Analysis of IgM structures involved in J chain incorporation.

Abstract

J chain is associated with pentameric IgM and polymeric IgA. In IgM, J chain is disulfide bonded to the C575 residue of the mu-chain, located in the mu tail piece (mu tp). Previous studies indicated that mu tp is not sufficient to mediate J chain incorporation into polymeric Ig. In this study, we analyzed which other C mu domains are involved in J chain incorporation. Three altered forms of mouse IgM were analyzed: IgM lacking the C mu 1 domain, IgM in which the C mu 2 and C mu 3 domains were replaced by the hinge region and the C gamma 2 domain of IgG2b, and IgM, in which the C mu 4 domain was replaced by C gamma 3. We found that neither C mu 1, C mu 2, nor C mu 3 was absolutely required for J chain incorporation.

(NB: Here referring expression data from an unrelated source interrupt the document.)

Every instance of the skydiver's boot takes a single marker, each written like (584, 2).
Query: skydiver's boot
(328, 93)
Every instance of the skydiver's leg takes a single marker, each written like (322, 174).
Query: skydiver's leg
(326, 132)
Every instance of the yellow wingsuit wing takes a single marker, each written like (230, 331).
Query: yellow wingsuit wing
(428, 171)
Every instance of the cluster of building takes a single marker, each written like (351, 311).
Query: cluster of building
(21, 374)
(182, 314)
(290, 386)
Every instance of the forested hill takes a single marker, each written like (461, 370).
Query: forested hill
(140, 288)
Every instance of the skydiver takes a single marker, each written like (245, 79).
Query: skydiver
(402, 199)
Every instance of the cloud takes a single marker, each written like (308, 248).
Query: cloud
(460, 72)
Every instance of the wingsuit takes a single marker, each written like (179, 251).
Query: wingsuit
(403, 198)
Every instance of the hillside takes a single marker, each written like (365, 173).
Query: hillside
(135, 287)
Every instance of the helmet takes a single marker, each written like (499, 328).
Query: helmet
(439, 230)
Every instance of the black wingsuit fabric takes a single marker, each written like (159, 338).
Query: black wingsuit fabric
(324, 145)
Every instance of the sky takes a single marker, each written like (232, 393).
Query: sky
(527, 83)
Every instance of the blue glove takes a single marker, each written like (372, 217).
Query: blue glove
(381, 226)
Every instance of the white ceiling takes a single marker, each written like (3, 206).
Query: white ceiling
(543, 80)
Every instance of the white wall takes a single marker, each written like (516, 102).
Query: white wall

The importance of C mu 4 could not be fully analyzed because the C gamma 3 replacement mutant failed to form polymers. Also, we found that the glycosylation site at asparagine 563 of mu tp was important for J chain incorporation. Disruption of this site by replacement of either asparagine 563 by tyrosine or serine 565 by phenylalanine resulted in diminished J chain incorporation and increased production of hexameric IgM. These results demonstrate the importance of structural elements located close to mu tp in the incorporation of J chain into IgM.